Чувствую, что выхожу за грань и могу снова вывести его из себя, но решаю не останавливаться:
— Допустим, я вышла замуж и родила ребёнка, а потом встретила тебя и потеряла голову. И вот я голая лежу в одной постели с тобой — как это характеризует меня как мать? Я ведь предаю мужа, но не ребёнка.
— То есть, — он начинает усмехаться, вновь смотря на меня глазами охотящегося зверя, — Ты меня любишь?
Его вопрос, будто весь кислород из комнаты забирает. У меня застывают все органы чувств. Понимаю, что должна сказать что-то, съязвить, сменить тему, но не могу. Зачем? Уверена, ему не составит труда прочитать в моих глазах ответ на свой вопрос.
— Я шучу, малышка, — продолжает ехидно улыбаться, — Просто следовал твоим словам.
И не дав ничего ответить, притягивает к себе и целует в губы.

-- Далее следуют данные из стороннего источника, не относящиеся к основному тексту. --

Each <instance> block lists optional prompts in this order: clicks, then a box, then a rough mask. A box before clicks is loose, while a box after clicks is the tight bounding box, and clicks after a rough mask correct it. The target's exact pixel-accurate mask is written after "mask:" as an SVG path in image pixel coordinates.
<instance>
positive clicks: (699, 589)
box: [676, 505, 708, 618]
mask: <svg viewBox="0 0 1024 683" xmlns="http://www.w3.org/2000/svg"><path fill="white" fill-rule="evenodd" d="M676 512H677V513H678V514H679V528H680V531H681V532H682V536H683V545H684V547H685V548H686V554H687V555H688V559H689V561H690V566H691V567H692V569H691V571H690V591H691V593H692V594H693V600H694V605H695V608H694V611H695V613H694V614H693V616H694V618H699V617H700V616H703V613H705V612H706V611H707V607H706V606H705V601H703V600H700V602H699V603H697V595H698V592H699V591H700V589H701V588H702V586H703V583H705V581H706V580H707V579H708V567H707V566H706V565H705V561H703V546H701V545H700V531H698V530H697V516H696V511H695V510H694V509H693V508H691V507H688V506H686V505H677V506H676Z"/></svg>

Обвив шею руками, прижимаюсь к нему крепче и утопаю в нем.
Это так паршиво — любить и сходить с ума по человеку, который является сущим кошмаром, не признающий детей и семейных ценностей. Я это прекрасно понимаю головой, но внутри все тянется к нему, считая его лучшим воплощением мужчины.
Стук в дверь заставляет нас остановиться. И прежде чем успеваю встать с Роланда и привести себя в порядок, дверь в кабинет открывается, и я теряю дар речи, увидев перед собой знакомого мужчину. Как же давно я его не видела и как давно не вспоминала. Кажется, буквально каких-то шесть лет назад — он был самой большой моей любовью и мечтой, а сейчас никакие воспоминания о нем не трогают моей души. Каким же сильным клином оказался Роланд, раз с корнем выбил из меня болезнь по имени Эльдар.